My first disclaimer

Allie Hall
1 min readOct 8, 2015

--

Let me tell you a little bit about the tools that I’m working with and why they’re inherently flawed.

You’ll see me start to play around with two things:

  1. Google n-grams. For those of you unfamiliar with the Google Ngram viewer, it’s a tool that charts the frequency of words or phrases based on the number of times they appear in Google Books. The issue is that the sources pulled into the corpus are used between 1800 and 2012 (and sometimes data is even further limited post-2000).
  2. The Brown corpus. Compiled in 1960, the Brown University Standard Corpus of Present-Day American English is a collection of 500 text samples, making up a corpus of about bout 1 million total words.

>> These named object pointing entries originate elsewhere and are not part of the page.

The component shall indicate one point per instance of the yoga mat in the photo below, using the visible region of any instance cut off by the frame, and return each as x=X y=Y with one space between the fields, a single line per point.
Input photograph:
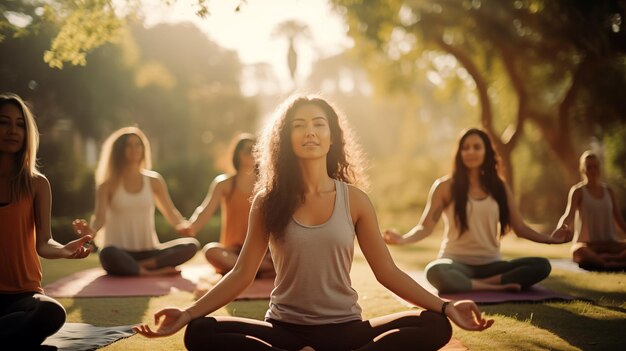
x=454 y=345
x=82 y=336
x=534 y=294
x=95 y=282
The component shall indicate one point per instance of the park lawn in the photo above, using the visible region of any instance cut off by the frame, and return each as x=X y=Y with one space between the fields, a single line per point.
x=595 y=322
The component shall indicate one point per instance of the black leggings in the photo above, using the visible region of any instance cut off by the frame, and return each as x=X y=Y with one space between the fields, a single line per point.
x=27 y=319
x=170 y=254
x=450 y=277
x=409 y=330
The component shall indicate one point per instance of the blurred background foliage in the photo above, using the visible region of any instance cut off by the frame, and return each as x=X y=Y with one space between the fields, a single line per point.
x=546 y=79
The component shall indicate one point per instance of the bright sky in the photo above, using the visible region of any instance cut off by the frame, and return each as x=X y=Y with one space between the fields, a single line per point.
x=249 y=31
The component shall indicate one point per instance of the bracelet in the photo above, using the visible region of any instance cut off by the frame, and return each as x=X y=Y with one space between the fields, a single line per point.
x=444 y=306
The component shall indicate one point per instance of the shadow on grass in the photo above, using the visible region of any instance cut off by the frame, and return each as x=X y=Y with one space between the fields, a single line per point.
x=600 y=295
x=581 y=330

Do you see a common theme here? I’m stuck dealing with old data for now. As with any research, the hypotheses I test and conclusions I draw are going to be inherently limited by the data and tools that I can use.

I’m taking a course on Corpus Linguistics through the University of Lancaster. More on this to come later, but basically I’m slowly stocking up on research ammo, bullet by bullet.

On the bright side, it’s been an amazing experience so far. The level of engagement and investment that the mentors and professor Tony McEnery show for the students has been incredible.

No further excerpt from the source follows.